Cognos launched its BI 8 Suite on September 14th calling for Consolidation and Standardization in the BI industry. Cognos put the case forward that it was the 1 to consolidate 2 with the following arguments:
1)it was extending its successful browser based Reportnet framework across its product lines – OLAP, MetricMeasures, Scorecarding, and the new Events and Notification services would all be browser based;
2)Indeed there would be greatly improved Event and Notification Services and they would work across all Cognos products;
3)Metadata Services would also be improved and extend across the Cognos BI Suite;
4)Although Powerplay and Impromptu and other desktop products would be improved and continued for the next two to three years, the thrust of development would be on the Web-based Suite.

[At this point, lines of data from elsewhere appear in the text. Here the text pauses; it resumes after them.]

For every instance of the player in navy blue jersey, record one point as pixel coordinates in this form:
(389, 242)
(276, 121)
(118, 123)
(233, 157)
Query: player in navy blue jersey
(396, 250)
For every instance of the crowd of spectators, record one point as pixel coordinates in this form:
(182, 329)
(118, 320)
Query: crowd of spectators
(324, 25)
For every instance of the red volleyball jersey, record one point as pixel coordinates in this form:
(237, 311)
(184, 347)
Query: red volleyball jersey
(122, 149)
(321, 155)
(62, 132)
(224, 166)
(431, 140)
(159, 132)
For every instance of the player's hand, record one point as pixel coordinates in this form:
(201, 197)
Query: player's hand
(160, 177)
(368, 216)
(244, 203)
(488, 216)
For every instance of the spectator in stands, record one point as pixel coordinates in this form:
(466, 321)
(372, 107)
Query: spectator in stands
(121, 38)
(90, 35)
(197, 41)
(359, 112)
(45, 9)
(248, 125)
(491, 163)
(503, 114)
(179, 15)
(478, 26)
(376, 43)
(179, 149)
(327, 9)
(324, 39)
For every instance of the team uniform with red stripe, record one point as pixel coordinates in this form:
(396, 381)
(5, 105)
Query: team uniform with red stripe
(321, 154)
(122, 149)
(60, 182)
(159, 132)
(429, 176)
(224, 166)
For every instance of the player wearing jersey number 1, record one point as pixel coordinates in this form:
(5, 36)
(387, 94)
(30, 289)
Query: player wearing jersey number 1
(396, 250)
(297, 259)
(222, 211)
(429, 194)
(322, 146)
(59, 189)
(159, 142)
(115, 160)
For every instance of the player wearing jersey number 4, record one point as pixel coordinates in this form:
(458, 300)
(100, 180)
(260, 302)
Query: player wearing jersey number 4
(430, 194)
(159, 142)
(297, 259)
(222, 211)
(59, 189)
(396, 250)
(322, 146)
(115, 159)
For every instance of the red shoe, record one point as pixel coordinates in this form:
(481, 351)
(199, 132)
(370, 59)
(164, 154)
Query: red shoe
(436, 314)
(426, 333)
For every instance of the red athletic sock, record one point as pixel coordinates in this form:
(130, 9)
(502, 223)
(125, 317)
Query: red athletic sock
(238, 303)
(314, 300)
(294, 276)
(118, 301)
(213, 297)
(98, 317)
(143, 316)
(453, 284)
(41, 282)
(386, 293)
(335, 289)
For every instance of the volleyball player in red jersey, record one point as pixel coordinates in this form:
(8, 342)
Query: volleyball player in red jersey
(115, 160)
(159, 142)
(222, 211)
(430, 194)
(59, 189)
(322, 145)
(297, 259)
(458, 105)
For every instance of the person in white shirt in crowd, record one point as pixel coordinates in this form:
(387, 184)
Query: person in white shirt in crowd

Cognos made the announcement very palatable for existing customers – the upgrade would be free. New customers would be paying Impromptu, Powerplay, MetricMeasure or equivalent prices but would find they had considerably enhanced capabilities in the Suite setting. It is an intriguing offer.
Front End For Enterprise Applications
In effect, Cognos and the other BI Vendors are saying to IT Shops – lets us be the Front End and Presentation layer for your operational Enterprise stack: ERP, SCM, CRM, HRM, FRS, etc. All of these tools need sophisticated analysis, reporting and presentation services – why quadruplicate the effort with proprietary reporting and analysis systems – use us across all your systems. And to make that easier and more palatable Cognos (and many other BI vendors) promise:
1)open access to all major databases, OLAP services, and Web Services;
2)cross platform availability of servers on Windows, Linux, and major Unix platforms;
3)cross platform availability of interaction through Web-browser interfaces;
4)cross platform availability of output through a number of media-HTML, PDF, Flash, Java Applet/Help, Excel Spreadsheet;
5)cross application metadata services;
6)cross platform notification and event services;
This is an impressive array of cross platform and consolidated services. What is is missing is standards for these services – there are some such as XMI in metadata; ODBC/JDBC in elational data access; MMX in OLAP processing, etc. But there remains a long way to go.
For example, in the area of multi-database joins only relational databases are close to operational let alone performance optimized status. In the meantime XML, object, and hierarchical databases associated with blogs, content mangement and other enterprise stack applications are showing a resurgence. And there are issues with cross platform administration/management routines plus cross platform batch scripting/coding of BI and presentation operations.
Also with the possible exception of SAS, no major BI vendor covers all three tiers of BI comprehensively – 1-Reporting/Scorecarding/Metrics, 2-Analysis coupled to Predictive Modeling and Estimation, plus 3-What If/Whats Best Decision Support with Optimization. So the call to consolidate and rationalize may be a bit premature in a number of BI sub-segments.
At a Crossroads with Redmond
Cognos is not the only vendor that is supporting a Web browser and server centric approach to BI Presentation and Analysis. But with their browser based Suite 8 with all its Studio interfaces for developers using a Web browser approach, Cognos is bringing a browser primarily approach to Enterprise Presentation and Analysis. This is at odds with Microsofts Smart Client framework. And probably helps to explain why Microsoft is currently giving away for free a complete BI stack (ETL, reporting, notification, OLAP and analysis). It also might help explain how Cognos support for Excel and new Office capabilities incurs religious wars within Cognos (and let me assure you a lot of other ISV shops that have to deal with Redmond). Use the following – Cognos support for Report Studio, Analysis Studio, and Event Studio are all IE-browser exclusively based unlike the rest of BI 8 Suite which use/support Netscape 7.x and Firefox 1.0x as well as IE. How quickly Cognos expands those tools while making them truly cross browser will measure their ability to move independently of Redmond.
In sum, Cognos Suite 8 is an impressive offering especially for existing and soon-to-commit customers. It signals what has been happening in the BI industry with their savvy for both back office data integration and cross platform presentation layer delivery – Cognos and BI vendors are making a case for being a primary Enterprise Presentation Framework/Service for the enterprise.